São muitas as perguntas, pois são muitas as incertezas. O que parece fundamental é observar que o teatro on-line não pode transformar-se em mais uma engrenagem do nosso tempo, essa máquina de produzir ausências.


(APÊNDICE:) ESVAZIAMENTOS OU O QUE (NÃO) PODE A CRÍTICA

A internet foi e segue sendo terreno fértil para a crítica teatral. Com cada vez menos espaço nos jornais e veículos de comunicação tradicionais, blogs e portais surgiram como uma alternativa muito auspiciosa para o diálogo com uma cena que já não cabia nas poucas páginas e pautas.

Também deixou na corda-bamba os parâmetros que legitimavam não necessariamente a escrita, mas seus autores. É excelente que se questione quem historicamente ocupou esse espaço – de algum modo, um espaço de poder. Ao mesmo tempo, como agora se legitima o fazer crítico?

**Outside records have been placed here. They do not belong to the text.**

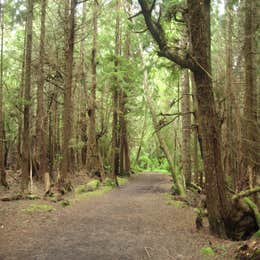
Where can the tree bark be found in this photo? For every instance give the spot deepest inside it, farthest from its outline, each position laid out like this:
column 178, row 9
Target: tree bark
column 94, row 163
column 124, row 146
column 2, row 164
column 83, row 115
column 64, row 182
column 41, row 119
column 177, row 179
column 115, row 100
column 26, row 154
column 186, row 128
column 250, row 148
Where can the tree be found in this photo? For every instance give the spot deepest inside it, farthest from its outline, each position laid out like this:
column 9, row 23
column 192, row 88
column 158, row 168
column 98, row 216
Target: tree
column 186, row 128
column 94, row 163
column 198, row 60
column 250, row 137
column 70, row 7
column 41, row 119
column 26, row 146
column 115, row 97
column 2, row 166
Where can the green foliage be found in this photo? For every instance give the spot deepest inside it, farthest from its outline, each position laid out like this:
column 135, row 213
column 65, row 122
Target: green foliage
column 257, row 234
column 92, row 185
column 169, row 200
column 207, row 252
column 35, row 208
column 254, row 208
column 65, row 203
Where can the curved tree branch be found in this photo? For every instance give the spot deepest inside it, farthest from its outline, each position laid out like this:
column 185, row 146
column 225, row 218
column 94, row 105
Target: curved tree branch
column 159, row 36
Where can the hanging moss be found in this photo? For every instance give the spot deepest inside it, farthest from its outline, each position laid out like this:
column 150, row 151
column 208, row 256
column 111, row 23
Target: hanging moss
column 254, row 208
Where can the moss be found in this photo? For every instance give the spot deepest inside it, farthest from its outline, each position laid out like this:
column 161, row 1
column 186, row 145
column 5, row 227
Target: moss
column 32, row 197
column 95, row 193
column 122, row 180
column 207, row 252
column 92, row 185
column 257, row 234
column 109, row 182
column 169, row 200
column 80, row 189
column 253, row 207
column 34, row 208
column 65, row 203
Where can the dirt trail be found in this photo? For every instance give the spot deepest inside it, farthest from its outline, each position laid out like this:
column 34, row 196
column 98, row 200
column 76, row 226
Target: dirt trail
column 132, row 222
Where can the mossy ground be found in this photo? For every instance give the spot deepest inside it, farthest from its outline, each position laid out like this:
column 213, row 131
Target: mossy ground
column 169, row 200
column 34, row 208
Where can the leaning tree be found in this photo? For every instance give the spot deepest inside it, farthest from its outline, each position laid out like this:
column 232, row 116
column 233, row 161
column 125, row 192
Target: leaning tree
column 226, row 215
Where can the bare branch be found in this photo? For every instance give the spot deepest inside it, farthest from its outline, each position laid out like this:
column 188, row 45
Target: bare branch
column 159, row 36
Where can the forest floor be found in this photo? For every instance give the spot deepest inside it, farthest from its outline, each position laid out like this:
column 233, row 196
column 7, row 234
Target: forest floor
column 135, row 221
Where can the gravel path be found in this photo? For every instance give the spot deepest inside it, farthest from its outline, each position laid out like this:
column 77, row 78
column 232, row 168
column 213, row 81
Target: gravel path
column 132, row 222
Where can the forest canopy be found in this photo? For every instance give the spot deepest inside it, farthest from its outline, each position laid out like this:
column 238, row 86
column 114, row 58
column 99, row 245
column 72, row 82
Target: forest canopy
column 110, row 88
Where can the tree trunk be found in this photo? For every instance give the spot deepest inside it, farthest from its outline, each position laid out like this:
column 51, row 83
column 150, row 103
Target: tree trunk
column 124, row 146
column 250, row 148
column 2, row 164
column 115, row 100
column 179, row 187
column 41, row 118
column 217, row 202
column 26, row 155
column 64, row 182
column 83, row 116
column 94, row 163
column 186, row 128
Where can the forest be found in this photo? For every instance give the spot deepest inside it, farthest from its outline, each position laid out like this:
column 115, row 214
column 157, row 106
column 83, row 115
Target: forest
column 134, row 97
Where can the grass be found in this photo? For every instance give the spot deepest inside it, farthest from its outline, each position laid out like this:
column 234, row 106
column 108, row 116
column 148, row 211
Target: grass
column 169, row 200
column 108, row 185
column 35, row 208
column 207, row 252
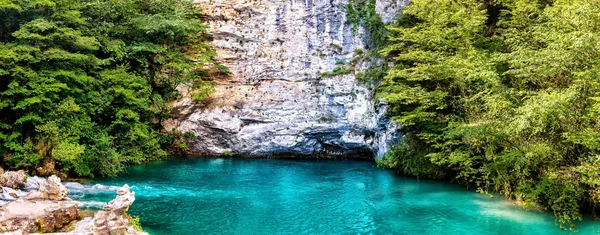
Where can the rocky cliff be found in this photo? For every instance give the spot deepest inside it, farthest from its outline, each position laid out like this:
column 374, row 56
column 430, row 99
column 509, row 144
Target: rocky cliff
column 293, row 88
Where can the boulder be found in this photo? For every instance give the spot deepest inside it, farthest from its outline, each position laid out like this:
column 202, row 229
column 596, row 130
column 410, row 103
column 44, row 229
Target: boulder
column 37, row 216
column 13, row 179
column 113, row 218
column 51, row 189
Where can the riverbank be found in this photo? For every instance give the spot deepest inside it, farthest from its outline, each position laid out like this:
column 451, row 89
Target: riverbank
column 39, row 205
column 270, row 196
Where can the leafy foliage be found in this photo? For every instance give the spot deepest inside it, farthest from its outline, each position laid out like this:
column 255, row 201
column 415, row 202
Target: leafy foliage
column 86, row 84
column 502, row 96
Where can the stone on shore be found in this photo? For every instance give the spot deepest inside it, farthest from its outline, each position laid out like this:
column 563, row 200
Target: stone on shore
column 13, row 179
column 112, row 219
column 37, row 216
column 50, row 189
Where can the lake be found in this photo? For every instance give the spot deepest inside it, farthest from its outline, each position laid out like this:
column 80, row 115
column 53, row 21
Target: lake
column 273, row 196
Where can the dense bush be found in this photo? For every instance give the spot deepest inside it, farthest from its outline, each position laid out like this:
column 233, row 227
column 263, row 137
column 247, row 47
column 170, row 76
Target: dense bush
column 501, row 95
column 86, row 84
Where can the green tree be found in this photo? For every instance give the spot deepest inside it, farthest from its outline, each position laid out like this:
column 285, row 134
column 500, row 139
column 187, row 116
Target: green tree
column 500, row 96
column 86, row 84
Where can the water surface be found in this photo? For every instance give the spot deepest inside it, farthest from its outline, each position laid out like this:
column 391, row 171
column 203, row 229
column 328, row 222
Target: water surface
column 261, row 196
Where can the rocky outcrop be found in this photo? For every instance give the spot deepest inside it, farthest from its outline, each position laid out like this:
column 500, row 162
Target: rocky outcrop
column 112, row 219
column 389, row 9
column 50, row 189
column 37, row 216
column 13, row 179
column 283, row 96
column 43, row 207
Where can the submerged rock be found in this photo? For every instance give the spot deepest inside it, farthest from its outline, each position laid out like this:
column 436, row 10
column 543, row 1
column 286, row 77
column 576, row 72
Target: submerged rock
column 13, row 179
column 112, row 219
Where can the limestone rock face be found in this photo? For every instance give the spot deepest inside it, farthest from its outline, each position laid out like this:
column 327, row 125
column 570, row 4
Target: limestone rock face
column 277, row 101
column 50, row 189
column 111, row 219
column 13, row 179
column 390, row 9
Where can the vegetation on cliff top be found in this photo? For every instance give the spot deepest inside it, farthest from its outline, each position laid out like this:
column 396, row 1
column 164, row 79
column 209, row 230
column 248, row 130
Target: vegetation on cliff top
column 501, row 95
column 86, row 84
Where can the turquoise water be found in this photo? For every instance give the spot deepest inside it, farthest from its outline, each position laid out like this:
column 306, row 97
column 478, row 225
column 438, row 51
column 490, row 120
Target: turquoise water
column 261, row 196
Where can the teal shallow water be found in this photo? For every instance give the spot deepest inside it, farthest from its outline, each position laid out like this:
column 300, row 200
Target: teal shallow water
column 261, row 196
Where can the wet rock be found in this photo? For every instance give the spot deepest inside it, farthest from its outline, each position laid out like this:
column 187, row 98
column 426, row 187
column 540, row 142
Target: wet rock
column 37, row 216
column 13, row 179
column 277, row 101
column 50, row 189
column 112, row 219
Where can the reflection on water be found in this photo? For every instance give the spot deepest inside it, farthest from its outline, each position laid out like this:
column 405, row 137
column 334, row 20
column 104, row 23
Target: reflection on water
column 260, row 196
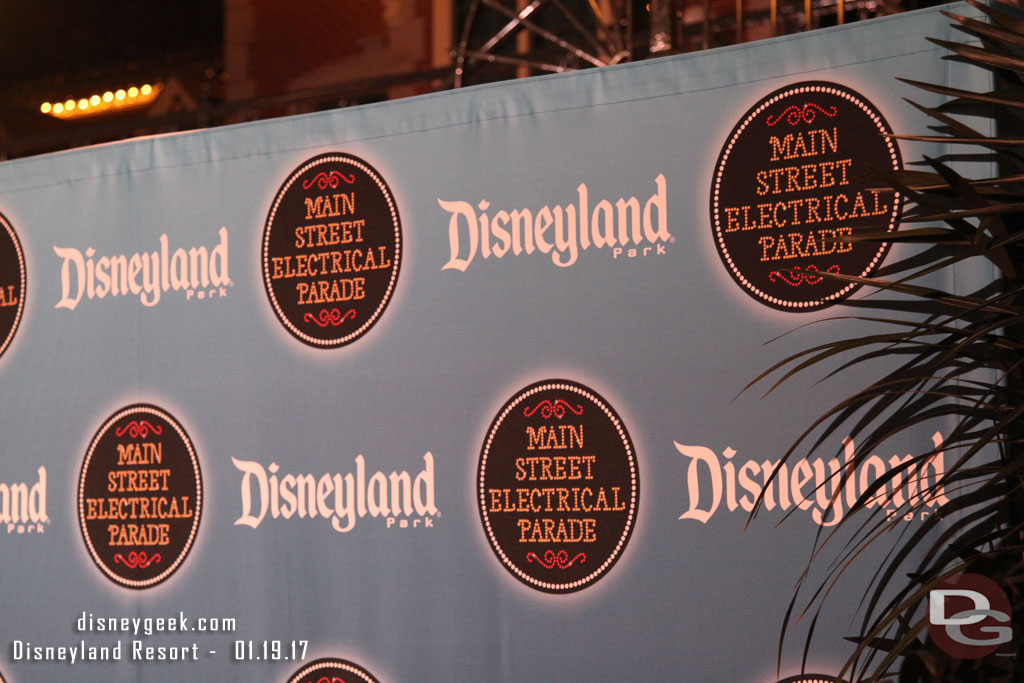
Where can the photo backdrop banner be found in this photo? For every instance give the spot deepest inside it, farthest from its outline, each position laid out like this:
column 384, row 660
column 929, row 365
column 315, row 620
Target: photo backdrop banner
column 445, row 389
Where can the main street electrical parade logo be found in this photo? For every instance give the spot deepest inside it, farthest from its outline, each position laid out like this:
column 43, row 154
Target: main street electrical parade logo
column 332, row 671
column 558, row 486
column 793, row 183
column 332, row 247
column 11, row 284
column 139, row 496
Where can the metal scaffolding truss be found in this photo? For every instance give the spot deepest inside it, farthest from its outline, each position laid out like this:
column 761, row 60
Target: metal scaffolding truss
column 543, row 36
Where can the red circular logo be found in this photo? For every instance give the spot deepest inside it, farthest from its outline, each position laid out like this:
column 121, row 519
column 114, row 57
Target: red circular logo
column 332, row 247
column 139, row 496
column 332, row 671
column 792, row 182
column 969, row 616
column 558, row 486
column 11, row 284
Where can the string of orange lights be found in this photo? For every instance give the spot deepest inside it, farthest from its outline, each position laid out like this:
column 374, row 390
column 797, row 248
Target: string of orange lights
column 96, row 103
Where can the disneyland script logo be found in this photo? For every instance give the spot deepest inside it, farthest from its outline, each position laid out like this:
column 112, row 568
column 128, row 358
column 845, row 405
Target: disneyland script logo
column 826, row 487
column 402, row 500
column 23, row 505
column 630, row 227
column 199, row 271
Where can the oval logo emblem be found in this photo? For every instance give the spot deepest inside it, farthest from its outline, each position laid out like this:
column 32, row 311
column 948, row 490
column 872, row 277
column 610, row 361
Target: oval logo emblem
column 558, row 486
column 139, row 496
column 12, row 281
column 792, row 182
column 332, row 247
column 332, row 671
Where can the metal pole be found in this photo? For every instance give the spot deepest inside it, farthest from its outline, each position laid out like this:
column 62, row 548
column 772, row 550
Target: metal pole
column 660, row 26
column 739, row 20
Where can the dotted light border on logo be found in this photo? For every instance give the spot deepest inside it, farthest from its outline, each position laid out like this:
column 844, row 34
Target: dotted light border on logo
column 357, row 163
column 334, row 664
column 136, row 410
column 23, row 269
column 634, row 486
column 836, row 90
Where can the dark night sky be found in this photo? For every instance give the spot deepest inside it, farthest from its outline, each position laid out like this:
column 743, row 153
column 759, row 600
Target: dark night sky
column 40, row 39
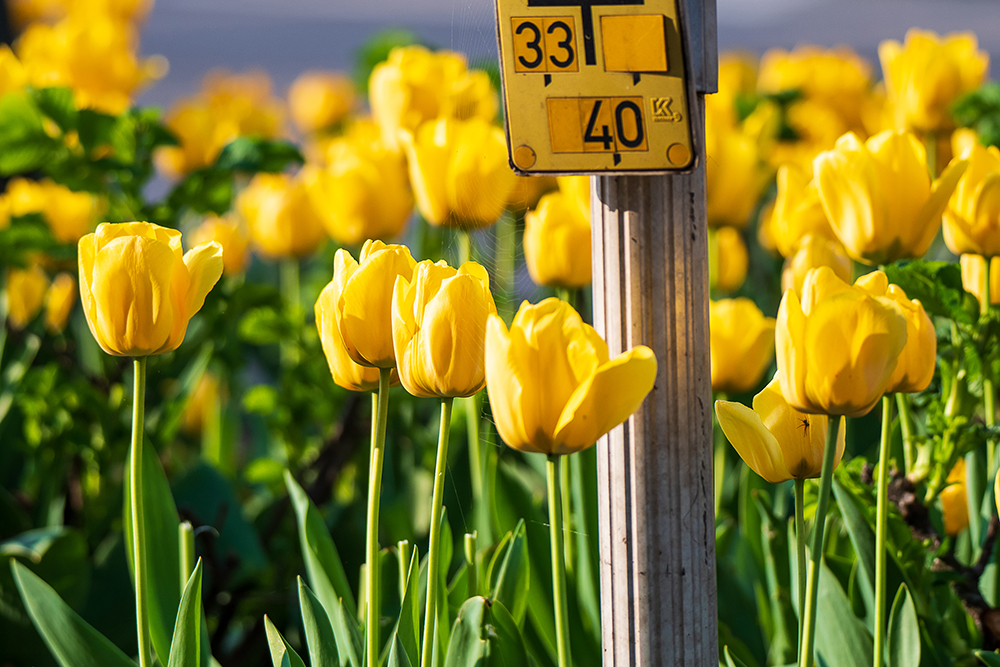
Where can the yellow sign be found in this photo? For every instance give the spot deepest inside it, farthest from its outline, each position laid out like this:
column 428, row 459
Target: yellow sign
column 594, row 86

No momento em que uma nova linguagem passa a ser observada dentro de um prisma teatral – ainda que dentro deste teatro de Schröedinger – o instrumental analítico necessário à crítica parece ser esvaziado em alguns debates. Não que houvesse um parâmetro estabelecido, muito pelo contrário: há tempos, para as muitas, muitos e muites que vêm escrevendo sobre teatro, a crítica significa deslocamento, embate, corpo-a-corpo com a obra.

Enquanto a arte teatral segue em movimento, ainda que virtual, há um paradigma que insiste em permanecer de pé: a ideia de que ainda hoje a crítica predominante assemelha-se àquela antiga, que olhava de cima para baixo para a cena e valorava dentro de padrões pré-estabelecidos o que se está inventando no momento do fazer. A crítica, hoje, não quer fornecer respostas absolutas; quer tatear junto e descobrir quais são as perguntas.